Participation in stimulating leisure activities have been shown to be beneficial for older adults with SCI, even without objective cognitive deficits37 and particularly in MCI38. Higher levels of leisure activity engagement are associated with reduced risk of developing MCI39. Furthermore, adapting activities to individual preferences can promote more positive attitudes toward leisure40.
Thus, our study provides relevant evidence for the role of stimulating leisure activities in improving cognition in older adults with SCI and MCI. Encouraging participation in such activities across the life span may be an important objective for public health an governmental prevention strategies41. Primary care is particularly well positioned both to identify older adults with memory concerns and to coordinate risk management after SCI or MCI has been identified42.
Further research is needed to directly compare computerized CS and stimulating leisure programs in randomised controlled trials with larger samples to determine which intervention is more effective for individuals with MCI and SCI. It would also be valuable to evaluate the combined approaches using computerized and traditional (with pencil and paper) CS delivered in brief sessions by multidisciplinary teams - including occupational therapists - in community health settings.
There are limitation to our study. One involves the use of new technologies, which, although beneficial for independence, quality of life, and well-being, may pose challenges for some older adults, particularly those with MCI43. Another limitation is the lack of information on MCI subtypes and the absence of standardised categories for stimulating leisure activities, which may affect reliability.
To minimise these limitations, we: 1) provided training before and during interventions to reduce technology-related difficulties, offering face-to-face sessions and phone support for questions at home; 2) personalised exercises according to cognitive level and affected domains despite not knowing MCI subtypes; and 3) recorded stimulating leisure activities weekly and categorized them into overall frequency levels (high, moderate, low) based on mental, physical, and social components.

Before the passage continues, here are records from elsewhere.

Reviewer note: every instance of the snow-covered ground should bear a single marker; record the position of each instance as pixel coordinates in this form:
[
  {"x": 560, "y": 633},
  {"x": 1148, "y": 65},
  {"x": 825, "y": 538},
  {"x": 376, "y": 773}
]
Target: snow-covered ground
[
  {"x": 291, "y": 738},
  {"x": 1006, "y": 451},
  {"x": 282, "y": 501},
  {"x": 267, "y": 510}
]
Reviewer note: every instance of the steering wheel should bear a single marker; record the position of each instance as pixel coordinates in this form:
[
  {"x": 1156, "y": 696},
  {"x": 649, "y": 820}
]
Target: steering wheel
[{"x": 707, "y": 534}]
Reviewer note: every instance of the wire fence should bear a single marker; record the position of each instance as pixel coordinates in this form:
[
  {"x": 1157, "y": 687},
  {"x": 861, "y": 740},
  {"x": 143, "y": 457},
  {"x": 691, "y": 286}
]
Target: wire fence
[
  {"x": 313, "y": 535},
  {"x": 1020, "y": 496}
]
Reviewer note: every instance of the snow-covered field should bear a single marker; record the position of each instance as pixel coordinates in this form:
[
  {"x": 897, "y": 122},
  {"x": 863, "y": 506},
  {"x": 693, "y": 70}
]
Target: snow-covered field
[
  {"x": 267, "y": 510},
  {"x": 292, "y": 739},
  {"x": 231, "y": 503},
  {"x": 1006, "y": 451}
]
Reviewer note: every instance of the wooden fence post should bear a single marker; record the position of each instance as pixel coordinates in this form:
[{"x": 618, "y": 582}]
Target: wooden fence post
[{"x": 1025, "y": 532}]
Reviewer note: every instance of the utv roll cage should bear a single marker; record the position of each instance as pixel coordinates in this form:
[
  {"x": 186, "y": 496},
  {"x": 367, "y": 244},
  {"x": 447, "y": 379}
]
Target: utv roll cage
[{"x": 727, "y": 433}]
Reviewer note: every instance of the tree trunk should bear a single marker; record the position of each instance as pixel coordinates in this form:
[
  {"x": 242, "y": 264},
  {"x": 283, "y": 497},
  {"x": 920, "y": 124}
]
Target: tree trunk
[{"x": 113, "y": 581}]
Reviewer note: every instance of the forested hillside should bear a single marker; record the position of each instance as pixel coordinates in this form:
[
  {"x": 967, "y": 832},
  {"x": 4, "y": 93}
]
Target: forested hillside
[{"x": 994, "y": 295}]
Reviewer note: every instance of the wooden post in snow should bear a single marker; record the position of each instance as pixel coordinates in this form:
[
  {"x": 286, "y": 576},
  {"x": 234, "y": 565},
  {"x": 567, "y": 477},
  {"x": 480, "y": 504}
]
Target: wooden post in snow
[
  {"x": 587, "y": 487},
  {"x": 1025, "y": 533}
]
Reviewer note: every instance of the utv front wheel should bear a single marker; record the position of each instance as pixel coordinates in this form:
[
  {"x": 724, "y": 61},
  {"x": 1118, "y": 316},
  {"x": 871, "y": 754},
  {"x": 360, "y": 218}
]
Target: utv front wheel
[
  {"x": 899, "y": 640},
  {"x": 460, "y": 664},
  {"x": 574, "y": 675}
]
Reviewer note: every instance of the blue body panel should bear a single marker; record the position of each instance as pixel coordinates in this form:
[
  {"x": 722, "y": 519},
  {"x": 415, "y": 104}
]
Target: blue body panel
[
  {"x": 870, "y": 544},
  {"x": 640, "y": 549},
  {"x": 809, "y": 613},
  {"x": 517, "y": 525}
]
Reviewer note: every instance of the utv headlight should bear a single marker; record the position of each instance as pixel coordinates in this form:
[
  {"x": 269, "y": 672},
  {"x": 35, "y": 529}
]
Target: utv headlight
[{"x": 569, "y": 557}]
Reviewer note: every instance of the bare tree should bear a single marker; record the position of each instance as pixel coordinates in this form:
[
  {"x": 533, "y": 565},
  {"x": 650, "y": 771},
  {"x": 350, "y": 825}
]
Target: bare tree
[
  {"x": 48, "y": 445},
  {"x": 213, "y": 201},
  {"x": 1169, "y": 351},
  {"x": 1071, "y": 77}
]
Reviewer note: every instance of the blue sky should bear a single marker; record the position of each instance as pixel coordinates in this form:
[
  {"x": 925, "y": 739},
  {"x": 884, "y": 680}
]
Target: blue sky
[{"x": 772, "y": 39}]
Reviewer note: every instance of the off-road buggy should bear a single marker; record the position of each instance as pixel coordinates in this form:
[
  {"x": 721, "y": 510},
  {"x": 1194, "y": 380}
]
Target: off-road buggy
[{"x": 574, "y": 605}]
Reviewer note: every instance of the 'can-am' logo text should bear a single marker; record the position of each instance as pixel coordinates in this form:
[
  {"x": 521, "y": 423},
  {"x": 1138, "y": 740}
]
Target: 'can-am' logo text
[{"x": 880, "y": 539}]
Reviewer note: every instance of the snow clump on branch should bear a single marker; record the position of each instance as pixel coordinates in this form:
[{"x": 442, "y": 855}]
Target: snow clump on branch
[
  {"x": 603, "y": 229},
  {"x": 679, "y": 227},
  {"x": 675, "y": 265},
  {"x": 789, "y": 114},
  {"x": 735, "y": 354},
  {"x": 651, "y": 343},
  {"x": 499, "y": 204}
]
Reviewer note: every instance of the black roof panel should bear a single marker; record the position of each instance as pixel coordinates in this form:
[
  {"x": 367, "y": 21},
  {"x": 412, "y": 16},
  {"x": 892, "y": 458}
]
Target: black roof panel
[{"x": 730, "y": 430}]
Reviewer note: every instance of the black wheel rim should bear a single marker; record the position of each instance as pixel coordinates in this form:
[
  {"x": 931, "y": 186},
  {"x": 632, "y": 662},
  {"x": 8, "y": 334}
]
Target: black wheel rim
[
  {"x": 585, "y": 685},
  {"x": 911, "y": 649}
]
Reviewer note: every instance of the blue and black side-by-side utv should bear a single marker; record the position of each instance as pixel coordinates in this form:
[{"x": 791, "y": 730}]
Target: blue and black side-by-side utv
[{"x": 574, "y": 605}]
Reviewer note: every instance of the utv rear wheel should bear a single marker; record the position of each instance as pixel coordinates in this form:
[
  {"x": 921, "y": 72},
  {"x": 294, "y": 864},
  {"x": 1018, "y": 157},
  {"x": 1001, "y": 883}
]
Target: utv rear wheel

In conclusion, this randomized controlled trial demonstrates benefits of personalized computerized CS for younger and older adults with SCI and MCI in community settings, including reduced anxiety and depressive symptoms. Participation in stimulating leisure activities improves global cognition. No significant differences are observed in memory, verbal fluency, or ADL. These findings have important clinical implications, offering potential avenues for reducing anxiety and depression through CS and slowing cognitive decline and potential progression to dementia through stimulating leisure activities.